Pop Up Repair is onto something: a small “fixer” movement that has gone global in the last few years, as more people see the wisdom in extending the lives of things they own rather than buying things anew. Over the past decade, “repair cafes” have formed in Europe, the US, Australia, and Sub-Sahara Africa. And since it launched in 2003, the website iFixit, a kind of wiki for repair information, has collected nearly 90,000 solutions for fixing a range of household products and computing devices.
Still, more often than not, repair shops are a breed near extinction, especially in rich countries. Trashing rather than mending our physical stuff has become so deeply engrained that we’ve extended the principle to our short-lived relationships.
Sweden, a bastion of green policy, is trying to change that. Beginning next year, Swedes who bring bicycles, clothes or shoes to repair shops will be able to pay 12% in VAT tax, instead of the standard 25%, if new legislative proposals are approved. Those who hire repair people to fix household appliances would also be able to claim a partial tax refund for the bill.
The Social Democrat and Green party coalition government is hopeful that these tax incentives will jump start a home repairs industry in Sweden, in turn creating jobs for the country’s low-skilled immigrants. In theory, encouraging Swedes not to buy foreign-made products as replacements for things they already own would also reduce carbon emissions.

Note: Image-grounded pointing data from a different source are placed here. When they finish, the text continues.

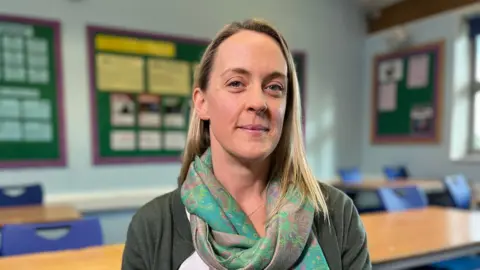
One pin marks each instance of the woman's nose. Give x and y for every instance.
(256, 100)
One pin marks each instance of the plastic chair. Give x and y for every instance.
(459, 190)
(402, 198)
(351, 175)
(395, 172)
(30, 195)
(23, 238)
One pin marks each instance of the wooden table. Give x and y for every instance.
(395, 240)
(94, 258)
(37, 213)
(429, 186)
(419, 237)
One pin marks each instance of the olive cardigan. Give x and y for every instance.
(159, 236)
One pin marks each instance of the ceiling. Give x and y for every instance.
(372, 7)
(377, 4)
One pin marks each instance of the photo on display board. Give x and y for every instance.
(149, 111)
(122, 110)
(174, 112)
(422, 119)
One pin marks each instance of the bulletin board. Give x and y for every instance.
(407, 95)
(140, 94)
(31, 94)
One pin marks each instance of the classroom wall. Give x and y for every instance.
(333, 43)
(432, 161)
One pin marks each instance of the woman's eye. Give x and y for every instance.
(235, 84)
(275, 87)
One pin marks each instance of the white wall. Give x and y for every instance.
(437, 160)
(330, 31)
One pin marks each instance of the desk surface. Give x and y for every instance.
(395, 236)
(427, 185)
(95, 258)
(37, 214)
(391, 236)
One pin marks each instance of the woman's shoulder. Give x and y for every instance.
(336, 199)
(158, 208)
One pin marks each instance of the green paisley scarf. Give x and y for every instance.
(225, 238)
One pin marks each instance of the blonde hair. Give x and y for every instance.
(289, 158)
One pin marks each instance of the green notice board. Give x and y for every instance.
(141, 91)
(31, 112)
(407, 95)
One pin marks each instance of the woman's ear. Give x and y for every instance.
(200, 103)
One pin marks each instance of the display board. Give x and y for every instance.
(407, 95)
(141, 91)
(31, 105)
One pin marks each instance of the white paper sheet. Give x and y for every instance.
(418, 72)
(150, 140)
(174, 140)
(387, 97)
(10, 108)
(390, 71)
(38, 131)
(10, 131)
(122, 140)
(37, 109)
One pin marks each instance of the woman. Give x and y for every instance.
(247, 198)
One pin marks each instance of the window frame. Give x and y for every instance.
(475, 88)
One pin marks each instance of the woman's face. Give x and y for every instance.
(246, 97)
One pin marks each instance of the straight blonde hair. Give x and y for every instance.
(289, 161)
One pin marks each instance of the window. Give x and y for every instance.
(475, 117)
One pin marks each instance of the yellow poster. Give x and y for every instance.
(134, 45)
(120, 73)
(169, 77)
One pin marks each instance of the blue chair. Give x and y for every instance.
(460, 193)
(395, 172)
(23, 238)
(402, 198)
(350, 175)
(458, 190)
(29, 194)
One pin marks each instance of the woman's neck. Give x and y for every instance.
(240, 179)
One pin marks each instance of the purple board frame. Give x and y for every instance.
(91, 30)
(62, 160)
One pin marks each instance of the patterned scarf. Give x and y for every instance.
(225, 238)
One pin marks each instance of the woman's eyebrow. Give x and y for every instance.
(272, 75)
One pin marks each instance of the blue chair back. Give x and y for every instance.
(395, 172)
(23, 238)
(350, 175)
(459, 190)
(28, 195)
(402, 198)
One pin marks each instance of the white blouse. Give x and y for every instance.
(194, 262)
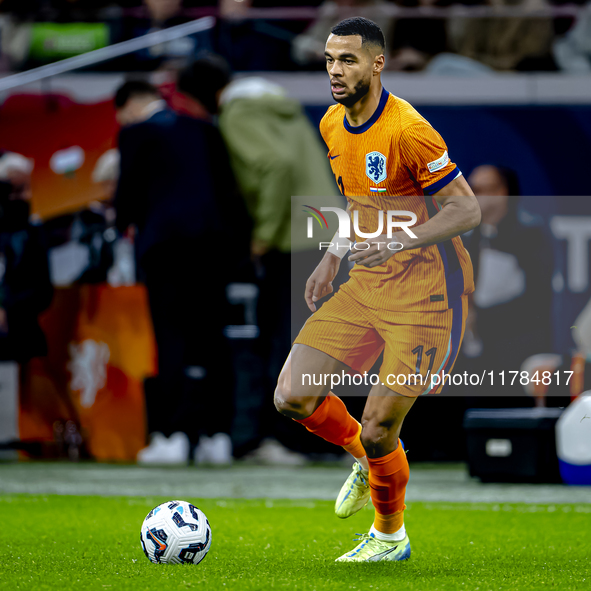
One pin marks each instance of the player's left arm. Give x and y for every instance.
(424, 153)
(459, 212)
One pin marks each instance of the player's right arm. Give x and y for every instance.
(319, 284)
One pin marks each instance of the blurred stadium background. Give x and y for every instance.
(506, 83)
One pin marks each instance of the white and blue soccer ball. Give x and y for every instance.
(176, 532)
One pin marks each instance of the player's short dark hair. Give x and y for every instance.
(204, 78)
(134, 89)
(370, 33)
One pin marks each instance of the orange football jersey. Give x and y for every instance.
(396, 161)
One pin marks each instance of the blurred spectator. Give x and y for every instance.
(275, 154)
(161, 14)
(504, 43)
(414, 41)
(176, 186)
(308, 48)
(25, 289)
(573, 51)
(36, 33)
(510, 310)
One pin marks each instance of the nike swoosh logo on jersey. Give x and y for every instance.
(377, 557)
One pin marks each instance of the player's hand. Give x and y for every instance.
(380, 249)
(319, 284)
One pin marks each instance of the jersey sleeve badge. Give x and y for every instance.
(375, 167)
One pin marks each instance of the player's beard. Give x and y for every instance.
(360, 90)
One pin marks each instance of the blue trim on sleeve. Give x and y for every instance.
(376, 115)
(442, 182)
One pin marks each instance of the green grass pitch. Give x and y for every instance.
(77, 542)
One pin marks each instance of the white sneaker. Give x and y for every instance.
(272, 453)
(216, 450)
(162, 450)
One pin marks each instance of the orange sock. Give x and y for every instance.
(388, 477)
(332, 422)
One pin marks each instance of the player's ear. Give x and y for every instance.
(378, 64)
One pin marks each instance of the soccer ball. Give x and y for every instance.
(176, 532)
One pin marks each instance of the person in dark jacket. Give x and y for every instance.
(510, 310)
(177, 188)
(25, 287)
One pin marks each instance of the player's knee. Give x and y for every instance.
(377, 438)
(290, 406)
(290, 403)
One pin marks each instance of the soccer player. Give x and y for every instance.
(410, 303)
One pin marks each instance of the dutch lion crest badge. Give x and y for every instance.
(375, 166)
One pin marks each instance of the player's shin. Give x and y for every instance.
(388, 477)
(332, 422)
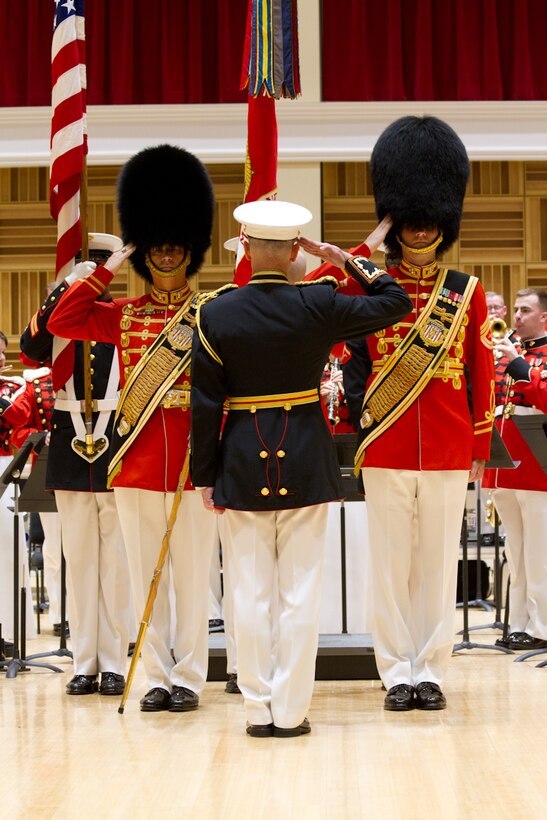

Buying is often cheaper than repairing in developed countries, partly because the labor to produce imports from developing countries is cheaper than the labor involved in a local repair. Also, to fuel consumption, many products are now designed not to last. Manufacturers of complex gadgets have profited from channeling consumers into manufacturer-certified repair shops, by keeping repair information proprietary.
There is still hope for the little guy. Consumer advocates and repair people have started a “right to repair” movement to stop companies from keeping repair information at bay. As our homes fill up with internet-connected devices, we’re more at risk of drowning in a sea of broken stuff.